Site information
- Type: Military airfield
- Controlled by: United States Army Air Forces

Location
- Coordinates: 39°08′02.82″N 016°52′16.66″E﻿ / ﻿39.1341167°N 16.8712944°E

Site history
- Built: 1943
- In use: 1943

= Rocca Bernardo Airfield =

WWII airfield in Italy

Rocca Bernardo Airfield is an abandoned World War II military airfield in Italy, which was located approximately 8 km east of Cotronei in Calabria, southern Italy.

It was an all-weather temporary field built by the XII Engineer Command using a graded earth compacted surface, with a prefabricated hessian (burlap) surfacing known as PHS. PHS was made of an asphalt-impregnated jute which was rolled out over the compacted surface over a square mesh track (SMT) grid of wire joined in 3-inch squares.
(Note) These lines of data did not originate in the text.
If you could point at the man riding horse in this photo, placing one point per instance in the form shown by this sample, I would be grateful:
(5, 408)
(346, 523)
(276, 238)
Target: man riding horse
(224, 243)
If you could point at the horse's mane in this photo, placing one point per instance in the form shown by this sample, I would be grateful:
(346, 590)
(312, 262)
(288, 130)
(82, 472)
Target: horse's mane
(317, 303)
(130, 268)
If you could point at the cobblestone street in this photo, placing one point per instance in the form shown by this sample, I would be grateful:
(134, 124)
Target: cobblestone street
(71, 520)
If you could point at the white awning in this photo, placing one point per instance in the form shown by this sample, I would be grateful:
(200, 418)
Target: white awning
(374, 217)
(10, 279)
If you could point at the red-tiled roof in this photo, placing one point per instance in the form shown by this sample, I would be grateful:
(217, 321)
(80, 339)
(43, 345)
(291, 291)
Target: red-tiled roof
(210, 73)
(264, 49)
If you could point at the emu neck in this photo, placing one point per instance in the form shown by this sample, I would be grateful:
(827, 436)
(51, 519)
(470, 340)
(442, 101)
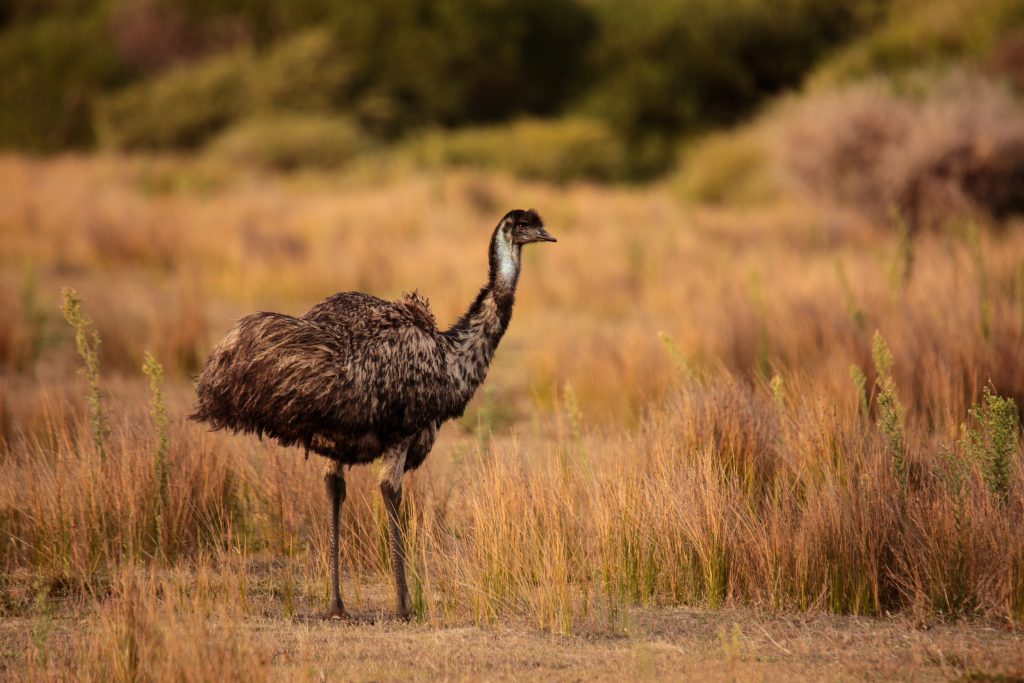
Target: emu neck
(474, 338)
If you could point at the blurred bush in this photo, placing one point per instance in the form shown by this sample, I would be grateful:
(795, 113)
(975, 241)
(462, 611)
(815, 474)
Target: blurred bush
(288, 141)
(186, 105)
(953, 150)
(557, 151)
(926, 33)
(457, 61)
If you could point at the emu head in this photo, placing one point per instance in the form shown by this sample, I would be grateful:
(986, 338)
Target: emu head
(515, 229)
(524, 226)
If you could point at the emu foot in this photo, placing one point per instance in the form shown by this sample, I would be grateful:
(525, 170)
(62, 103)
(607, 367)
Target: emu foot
(337, 611)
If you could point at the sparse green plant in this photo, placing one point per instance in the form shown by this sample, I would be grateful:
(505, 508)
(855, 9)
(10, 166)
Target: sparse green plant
(981, 272)
(993, 438)
(778, 391)
(87, 342)
(890, 410)
(42, 626)
(1019, 291)
(158, 409)
(573, 413)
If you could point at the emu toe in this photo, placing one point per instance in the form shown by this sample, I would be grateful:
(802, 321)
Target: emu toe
(337, 611)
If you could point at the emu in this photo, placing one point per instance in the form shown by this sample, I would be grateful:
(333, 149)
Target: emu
(356, 379)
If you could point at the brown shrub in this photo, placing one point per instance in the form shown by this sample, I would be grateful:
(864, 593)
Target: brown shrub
(957, 151)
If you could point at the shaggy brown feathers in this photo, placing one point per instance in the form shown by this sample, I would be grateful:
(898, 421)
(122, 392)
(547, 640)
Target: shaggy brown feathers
(356, 374)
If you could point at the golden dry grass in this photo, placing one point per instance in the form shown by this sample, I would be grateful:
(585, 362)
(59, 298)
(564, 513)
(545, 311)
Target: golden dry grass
(670, 423)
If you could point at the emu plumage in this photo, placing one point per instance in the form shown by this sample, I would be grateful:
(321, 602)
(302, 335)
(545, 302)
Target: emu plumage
(357, 379)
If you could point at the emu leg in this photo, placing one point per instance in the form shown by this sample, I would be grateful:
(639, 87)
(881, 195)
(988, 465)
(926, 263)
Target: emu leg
(392, 501)
(335, 483)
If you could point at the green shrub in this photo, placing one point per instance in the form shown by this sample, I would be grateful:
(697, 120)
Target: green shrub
(686, 65)
(558, 150)
(458, 61)
(292, 140)
(731, 168)
(178, 110)
(924, 33)
(187, 105)
(52, 71)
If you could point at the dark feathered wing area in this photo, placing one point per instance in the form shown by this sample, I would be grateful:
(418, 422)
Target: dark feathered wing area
(352, 373)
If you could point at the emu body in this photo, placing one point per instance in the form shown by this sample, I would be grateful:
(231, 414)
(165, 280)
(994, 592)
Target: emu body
(356, 379)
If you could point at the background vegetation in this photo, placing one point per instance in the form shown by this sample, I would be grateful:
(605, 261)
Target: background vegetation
(775, 360)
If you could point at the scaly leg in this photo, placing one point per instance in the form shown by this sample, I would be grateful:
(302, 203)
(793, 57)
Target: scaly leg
(335, 483)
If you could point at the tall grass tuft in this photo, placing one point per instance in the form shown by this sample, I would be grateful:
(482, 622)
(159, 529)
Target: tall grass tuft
(158, 409)
(87, 342)
(890, 410)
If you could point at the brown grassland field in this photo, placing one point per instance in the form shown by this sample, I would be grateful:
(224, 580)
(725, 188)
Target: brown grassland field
(670, 472)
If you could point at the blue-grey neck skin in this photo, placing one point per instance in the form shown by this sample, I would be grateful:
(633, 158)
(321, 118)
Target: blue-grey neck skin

Pierced Steel Planking was also used for parking areas, as well as for dispersal sites, when it was available. In addition, tents were used for billeting and also for support facilities; an access road was built to the existing road infrastructure; a dump for supplies, ammunition, and gasoline drums, along with a drinkable water and minimal electrical grid for communications and station lighting.

Once completed it was turned over for use by the United States Army Air Force Twelfth Air Force 57th Fighter Group during 17–25 September 1943, flying combat operations with P-40 Warhawks.

When the 57th moved out the airfield was closed and dismantled. Today, there are no traces of the airfield remaining on the landscape visible from aerial photography.